Son günlerin tartışmalı kurumu haline gelen TÜİK’e göre ülkede işsizlik yok. Bakan Şimşek’e göre de en zor geride kaldı. Ama kredi borçlarından satın alma gücünün erimesine kadar vatandaşın çilesi bitmiyor.
Her gün artan yaşam maliyetleri karşısında çalıştığı rakama bile geçinemeyen insanlar, sırasıyla ödemelerini aksatırken, boğazından keserek ayakta durmaya çalışıyor. Bir de bunun üzerine işsizlik gerçeği geldiği zaman işler tamamen içinden çıkılmaz duruma dönüşüyor.
Fakat garip olan şu iki sadece işsiz kalmanız yetmiyor. Aynı zamanda işsiz de sayılmanız lazım. Zira TÜİK’e göre her işsizden sadece biri işsiz olarak kabul ediliyor. İş aramaktan ümidini kaybedenler dahil, diğerleri atıl işgücü diye bir tanımın içine sokan kurum ve ona sığınarak meseleyi bir övünme aracı haline getiren ekonomi yönetimi, günün sonunda bu evlere ekmek götürülmediğinin farkında değil.
Peki işsiz vatandaş bir tarafta yok sayılırken, öte tarafta iş aramaktan ümidini yitirmişken, bir diğer yanda neredeyse kölelik fiyatlarına çalıştırılmak istenirken, iş arama giderse neye ihtiyacı var?
İstanbul gibi bir metropolde bunun da bedeli ağır. Yapılan hesaplamaya ve Sözcü Gazetesi’nde yer alan habere göre, sonucunun ne olacağı bilinmeyen, hatta asgari ücret ya da bir miktar üzeri teklif edilen bir iş görüşmesine gitmesi için insanların 79,8 TL harcaması gerekiyor.
Ekonomi yönetiminin göz ardı ettiği meseleyi şimdi İstanbul’da belediye iş arayanların koşulları taşımak kaydıyla dört seyahatini ücretsiz yapmak için bir teklif sundu. Son derece olumlu bir yaklaşım ama yeterli değil.

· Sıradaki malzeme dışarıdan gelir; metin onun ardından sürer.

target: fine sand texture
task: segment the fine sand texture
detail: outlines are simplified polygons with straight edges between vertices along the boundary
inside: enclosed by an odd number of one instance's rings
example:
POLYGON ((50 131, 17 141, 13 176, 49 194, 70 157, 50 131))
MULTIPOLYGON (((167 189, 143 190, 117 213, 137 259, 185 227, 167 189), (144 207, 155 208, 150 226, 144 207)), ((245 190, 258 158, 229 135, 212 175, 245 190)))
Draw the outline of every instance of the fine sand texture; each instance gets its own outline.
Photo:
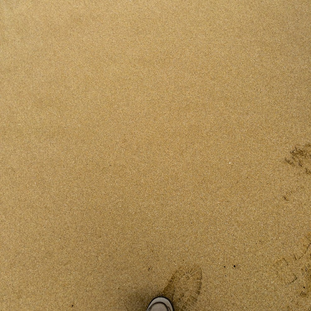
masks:
POLYGON ((0 310, 311 310, 309 1, 0 3, 0 310))

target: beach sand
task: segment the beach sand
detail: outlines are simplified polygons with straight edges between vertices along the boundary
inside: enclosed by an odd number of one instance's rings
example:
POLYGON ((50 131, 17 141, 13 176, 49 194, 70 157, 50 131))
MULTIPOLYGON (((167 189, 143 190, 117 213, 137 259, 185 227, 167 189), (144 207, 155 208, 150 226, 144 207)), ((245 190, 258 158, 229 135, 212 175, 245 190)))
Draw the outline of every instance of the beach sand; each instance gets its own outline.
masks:
POLYGON ((0 4, 0 309, 311 309, 309 1, 0 4))

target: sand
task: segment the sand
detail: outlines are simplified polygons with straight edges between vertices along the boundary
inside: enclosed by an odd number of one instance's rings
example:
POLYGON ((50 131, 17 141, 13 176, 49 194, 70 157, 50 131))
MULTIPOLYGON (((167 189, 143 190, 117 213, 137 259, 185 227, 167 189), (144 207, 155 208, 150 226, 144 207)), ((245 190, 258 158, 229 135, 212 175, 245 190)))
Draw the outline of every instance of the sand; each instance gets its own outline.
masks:
POLYGON ((0 309, 311 308, 309 1, 0 4, 0 309))

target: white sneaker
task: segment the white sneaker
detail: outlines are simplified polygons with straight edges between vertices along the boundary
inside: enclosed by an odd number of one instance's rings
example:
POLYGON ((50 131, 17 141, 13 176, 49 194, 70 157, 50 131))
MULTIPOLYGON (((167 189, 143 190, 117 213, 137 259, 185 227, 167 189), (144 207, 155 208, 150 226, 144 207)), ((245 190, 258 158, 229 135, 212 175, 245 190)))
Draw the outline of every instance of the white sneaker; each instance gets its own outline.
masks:
POLYGON ((174 311, 169 300, 164 297, 155 298, 147 308, 147 311, 174 311))

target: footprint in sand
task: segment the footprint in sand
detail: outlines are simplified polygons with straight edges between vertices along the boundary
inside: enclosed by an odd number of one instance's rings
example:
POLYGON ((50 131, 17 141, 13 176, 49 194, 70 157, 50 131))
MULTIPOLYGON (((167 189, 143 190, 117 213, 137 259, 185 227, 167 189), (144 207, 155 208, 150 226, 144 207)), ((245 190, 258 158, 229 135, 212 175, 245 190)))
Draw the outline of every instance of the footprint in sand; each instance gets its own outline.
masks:
POLYGON ((288 295, 293 296, 292 304, 299 306, 297 309, 309 310, 311 310, 311 231, 293 250, 289 256, 277 260, 274 267, 288 295))
POLYGON ((285 158, 285 161, 292 166, 301 168, 306 174, 311 175, 311 143, 295 147, 290 154, 291 156, 285 158))
POLYGON ((173 274, 163 290, 163 296, 173 303, 175 311, 193 311, 201 292, 202 269, 182 266, 173 274))

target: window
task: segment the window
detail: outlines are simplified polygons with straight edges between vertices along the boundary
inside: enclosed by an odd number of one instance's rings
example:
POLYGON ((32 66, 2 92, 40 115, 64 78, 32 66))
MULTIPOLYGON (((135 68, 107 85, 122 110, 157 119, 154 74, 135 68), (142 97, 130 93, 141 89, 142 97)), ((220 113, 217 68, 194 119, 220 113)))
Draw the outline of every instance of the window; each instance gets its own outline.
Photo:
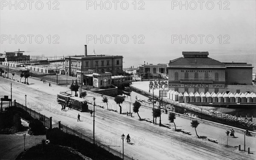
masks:
POLYGON ((206 72, 204 73, 204 79, 209 79, 209 74, 207 72, 206 72))
POLYGON ((153 68, 153 73, 157 73, 157 69, 156 68, 153 68))
POLYGON ((177 72, 174 73, 174 80, 179 80, 179 73, 177 72))
POLYGON ((215 81, 218 81, 218 73, 215 73, 215 81))
POLYGON ((195 73, 195 79, 198 79, 198 72, 195 73))
POLYGON ((184 78, 185 78, 185 79, 186 79, 186 80, 189 79, 189 73, 188 72, 186 72, 185 73, 184 78))
POLYGON ((196 92, 199 92, 199 89, 197 88, 194 88, 194 93, 195 93, 196 92))

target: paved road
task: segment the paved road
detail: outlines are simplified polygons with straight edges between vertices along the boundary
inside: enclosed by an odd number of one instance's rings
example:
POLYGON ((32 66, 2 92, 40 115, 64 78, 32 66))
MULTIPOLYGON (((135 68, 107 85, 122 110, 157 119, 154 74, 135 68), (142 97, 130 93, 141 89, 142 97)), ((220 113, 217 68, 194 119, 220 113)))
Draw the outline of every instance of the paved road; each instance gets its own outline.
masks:
MULTIPOLYGON (((30 79, 31 84, 25 85, 20 83, 0 77, 1 97, 10 95, 10 83, 12 82, 13 98, 17 102, 25 101, 26 94, 27 106, 35 109, 48 117, 52 116, 54 122, 61 121, 64 125, 83 132, 83 134, 92 136, 93 118, 89 112, 81 113, 72 109, 61 111, 61 106, 56 103, 57 93, 61 91, 69 90, 68 86, 49 87, 47 84, 30 79), (32 103, 33 103, 32 104, 32 103), (81 121, 77 122, 77 115, 81 115, 81 121)), ((73 93, 74 94, 74 93, 73 93)), ((103 105, 102 97, 88 94, 86 98, 92 101, 96 97, 97 105, 103 105)), ((109 107, 119 110, 119 107, 113 100, 109 100, 109 107)), ((123 112, 128 111, 129 104, 123 105, 123 112)), ((89 109, 92 106, 89 106, 89 109)), ((151 117, 151 109, 143 108, 139 114, 143 118, 151 117)), ((190 126, 190 121, 177 117, 176 122, 178 129, 184 129, 191 132, 191 135, 175 132, 174 127, 171 129, 160 127, 158 125, 138 120, 137 114, 134 116, 127 116, 126 114, 119 114, 107 109, 96 107, 95 113, 95 136, 97 140, 101 140, 106 145, 116 146, 113 147, 122 151, 122 143, 121 135, 129 133, 132 143, 125 144, 125 154, 139 159, 253 159, 254 154, 247 154, 244 151, 239 152, 233 145, 233 140, 230 139, 231 146, 224 146, 225 139, 224 130, 213 126, 200 124, 197 128, 198 133, 202 138, 198 138, 195 130, 190 126), (218 143, 205 140, 204 137, 212 134, 213 137, 220 137, 218 143)), ((162 123, 169 123, 167 115, 163 114, 162 123)), ((242 135, 236 135, 238 138, 236 140, 242 140, 242 135)), ((255 138, 250 142, 255 142, 255 138)), ((242 144, 242 143, 241 143, 242 144)), ((255 143, 252 142, 255 146, 255 143)), ((237 144, 236 143, 236 144, 237 144)), ((253 149, 251 149, 253 151, 253 149)), ((252 153, 255 153, 255 152, 252 153)))

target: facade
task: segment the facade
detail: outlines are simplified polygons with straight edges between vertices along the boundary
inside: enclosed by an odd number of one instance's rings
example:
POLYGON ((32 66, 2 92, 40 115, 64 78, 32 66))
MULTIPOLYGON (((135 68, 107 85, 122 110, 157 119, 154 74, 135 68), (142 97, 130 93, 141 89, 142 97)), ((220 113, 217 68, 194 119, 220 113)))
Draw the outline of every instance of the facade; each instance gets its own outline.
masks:
POLYGON ((5 62, 29 61, 30 57, 30 56, 23 55, 22 51, 5 52, 3 56, 5 57, 5 62))
POLYGON ((182 52, 183 57, 170 61, 169 90, 180 93, 255 92, 253 67, 246 63, 222 63, 208 52, 182 52))
POLYGON ((122 56, 87 55, 87 46, 84 45, 84 56, 65 56, 65 70, 70 76, 76 76, 76 71, 92 70, 95 72, 108 72, 113 75, 122 74, 122 56))

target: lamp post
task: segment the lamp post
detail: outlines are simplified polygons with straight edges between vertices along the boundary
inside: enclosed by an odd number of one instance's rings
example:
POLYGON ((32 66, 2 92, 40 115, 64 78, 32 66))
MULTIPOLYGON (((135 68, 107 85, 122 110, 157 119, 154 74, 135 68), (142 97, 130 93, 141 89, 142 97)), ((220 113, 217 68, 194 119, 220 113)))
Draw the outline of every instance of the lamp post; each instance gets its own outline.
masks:
POLYGON ((25 107, 26 107, 26 95, 25 95, 25 107))
POLYGON ((26 138, 26 133, 23 134, 23 136, 24 136, 24 152, 25 152, 25 139, 26 138))
POLYGON ((124 139, 125 139, 125 135, 123 133, 122 135, 121 136, 122 139, 123 140, 123 160, 124 159, 124 139))

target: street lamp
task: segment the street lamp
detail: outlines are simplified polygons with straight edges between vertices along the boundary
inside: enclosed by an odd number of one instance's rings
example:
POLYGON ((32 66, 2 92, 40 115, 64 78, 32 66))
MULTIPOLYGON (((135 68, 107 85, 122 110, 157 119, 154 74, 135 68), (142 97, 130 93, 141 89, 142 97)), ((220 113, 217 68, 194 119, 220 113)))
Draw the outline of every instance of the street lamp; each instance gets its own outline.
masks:
POLYGON ((123 140, 123 160, 124 159, 124 139, 125 139, 125 136, 123 133, 122 135, 121 136, 122 139, 123 140))
POLYGON ((25 138, 26 138, 26 133, 23 134, 23 136, 24 136, 24 152, 25 152, 25 138))
POLYGON ((26 107, 26 95, 25 95, 25 106, 26 107))

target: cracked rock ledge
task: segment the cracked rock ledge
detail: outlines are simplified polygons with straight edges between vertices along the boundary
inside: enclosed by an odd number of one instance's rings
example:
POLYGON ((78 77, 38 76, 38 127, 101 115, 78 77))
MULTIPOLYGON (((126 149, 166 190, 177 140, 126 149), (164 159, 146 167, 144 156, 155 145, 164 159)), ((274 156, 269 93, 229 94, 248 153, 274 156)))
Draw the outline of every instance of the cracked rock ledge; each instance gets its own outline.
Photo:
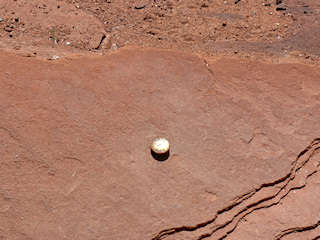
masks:
MULTIPOLYGON (((239 233, 235 234, 237 236, 232 236, 232 233, 239 228, 243 221, 247 221, 250 215, 262 210, 272 211, 272 208, 281 205, 282 202, 290 198, 292 194, 295 194, 297 191, 306 190, 305 188, 312 177, 319 182, 319 149, 320 138, 317 138, 297 156, 296 160, 292 163, 290 172, 281 179, 275 182, 264 183, 259 188, 235 198, 228 206, 219 210, 209 221, 199 223, 195 226, 180 226, 164 229, 154 236, 152 240, 241 238, 239 233)), ((318 182, 316 184, 319 184, 318 182)), ((302 201, 304 201, 304 198, 302 198, 302 201)), ((317 209, 314 209, 314 211, 314 217, 317 218, 317 209)), ((318 219, 315 222, 310 224, 306 223, 302 226, 278 229, 276 233, 273 233, 268 239, 289 239, 288 237, 290 237, 290 239, 306 239, 306 235, 302 234, 307 234, 308 239, 319 239, 319 225, 320 219, 318 214, 318 219)), ((283 227, 284 226, 282 226, 282 228, 283 227)), ((263 236, 264 238, 266 237, 266 235, 263 236)))

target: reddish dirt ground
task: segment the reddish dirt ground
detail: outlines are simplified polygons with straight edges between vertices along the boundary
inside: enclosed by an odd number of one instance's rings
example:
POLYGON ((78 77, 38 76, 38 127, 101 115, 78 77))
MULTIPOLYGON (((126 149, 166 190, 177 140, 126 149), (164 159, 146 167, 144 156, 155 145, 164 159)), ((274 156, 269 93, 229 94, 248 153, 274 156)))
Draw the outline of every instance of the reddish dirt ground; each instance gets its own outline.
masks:
POLYGON ((2 0, 0 239, 319 239, 319 10, 2 0))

Günün sonunda iş aramak için gereken maliyet, bugün ulaşım hakkının bile geri alınmaya başladığı işletmeleri, hatta küçük işletmelerde böyle bir hakkın bile olmadığını düşünürseniz, çalışırken de ödemeniz gereken bir rakam haline dönüşüyor.
İş ararken görüşmeye gidip dönmek için 80 TL’ye ihtiyacı olan insanların, işi bulduktan sonra da aynı parayı harcayacağını ve 26 iş günü çalışacağını düşünürseniz ortaya ne çıkıyor? Asgari ücret ya da bir miktar üzerinde para kazanmak için gideceği işin finansman problemi.
Bu da aynı hesaptan yola çıkarsak 2 bin 80 TL’yi harcaması gereğini ortaya koyuyor. Hadi asgari ücretin üzerinde para verdiniz diyelim. Ne kadar vermiş olabilirsiniz? Taş çatlasın 25 bin TL.
Bunu alan sayısı da parmakla gösterilir bu ülkede ama genelin 17 bin TL düzeyinde çalıştığını, hatta yevmiye usulü çalışanların bu rakamın da altına çalıştırıldığını hepimiz biliyoruz.
Şimdi bu şartlar altında meseleyi tekrar düşünün. Bu miktarda maaş alanlar, gelirlerinin araştırmalara göre yüzde 70’ini gıda, kira ve ulaşıma harcıyorsa ve sadece ulaşım için 2 bin TL minimum para gerekiyorsa, çalışır mı? Bu soruların yanıtını bulmadan, ‘kimse ya da gençler çalışmak istemiyor’ hamaseti yapmayın.